Art of Fish Rubbing Lands in Costa Rica
Like any good artist, Mya DeRyan likes to get up close and personal with her subjects and understand what makes them tick, their inner beauty, long before the ink ever hits the canvas.
The difference between DeRyan, and, say, Picasso, is that DeRyan, a recent transplant to Costa Rica from the Canadian province of British Columbia, prefers to catch her subjects on hook and line, or at least buy them at the local pescadería, or fish market.
“Some women say, ‘Ooh, look at the diamonds.’ I say, ‘Ooh, look at the fish,’” she said.
DeRyan’s art, which she calls “fish rubbing,” or gyotaku, as it is known in Japan, originated in the 1700s as a form of preserving bragging rights after a fisherman landed a trophy catch. The rubbings are made by first preparing the fish – laying it out, splaying the fins – then dousing its length and width with ink.
After that, DeRyan presses mulberry paper, a silk sheet, or almost any other medium to the inked body of the fish, creating an impression that is uncannily realistic, portraying every single scale, fin and contour of the fish.
“It offers people an opportunity to appreciate the magnificence of fish – underwater creatures we rarely get to experience in such detail,” she said.
The art is easier to appreciate than to practice, said DeRyan, who points out the difficulties of transferring a once-living fish to paper. “You’re taking a three-dimensional object with curves and trying to make it work in two dimensions,” she said.
And “dousing” isn’t quite the right word, either, she added, explaining that just the right amount of ink must be applied to the fish to ensure a perfect impression.
Too much, she said, and the fine features she prides herself on are lost in smudge.
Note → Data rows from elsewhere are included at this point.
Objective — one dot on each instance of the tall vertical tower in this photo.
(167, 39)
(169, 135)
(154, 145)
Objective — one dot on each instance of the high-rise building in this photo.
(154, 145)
Too little, and details are lost to blank spots.
“It takes patience, practice and a love of fish,” she said.
A lifelong lover of fish, DeRyan is an artist, a fisherwoman and a mother who, after a series of life-changing events back home, decided to drop everything and come to Costa Rica.
“I read somewhere it was the second most popular sportfishing destination in the world. That sounded perfect,” she said.
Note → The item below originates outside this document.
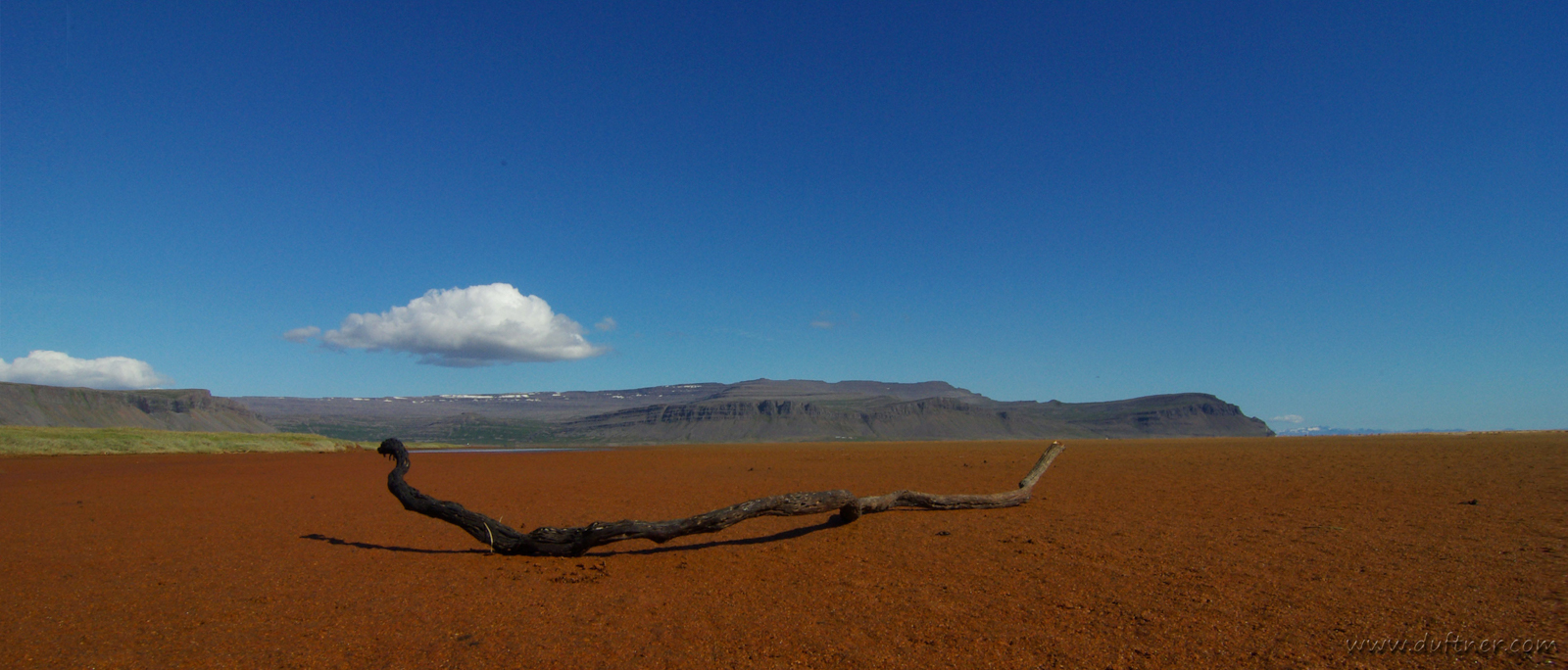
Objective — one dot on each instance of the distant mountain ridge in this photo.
(757, 410)
(188, 408)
She learned fish rubbing back at home, in her native Canada, beginning with freshwater fish such as cutthroat and rainbow trout.
She met a fishing guide, started an art gallery, and soon her artwork developed into a passion.
When she got off the plane in San José, she came with a half-dozen bags, nearly overflowing with ink, paper and other tools of the trade, she spoke little Spanish, had no idea where to go and nearly got robbed.
She wound up in the southern Caribbean beach town of Puerto Viejo, where, in a broken-English conversation with local fishermen, she first heard about the OsaPeninsula, on the other side of the country on the southern Pacific coast.
“The fishermen I met on the Caribbean told me I had to go to the Osa,” she said.
Not 15 minutes after her arrival in Golfito, on the OsaPeninsula’s Golfo Dulce, she was standing on the docks at Samoa del Sur lodge with her first subject, a six-foot marlin, fresh from the azure Pacific.
“I knew I’d come to the right place,” she said.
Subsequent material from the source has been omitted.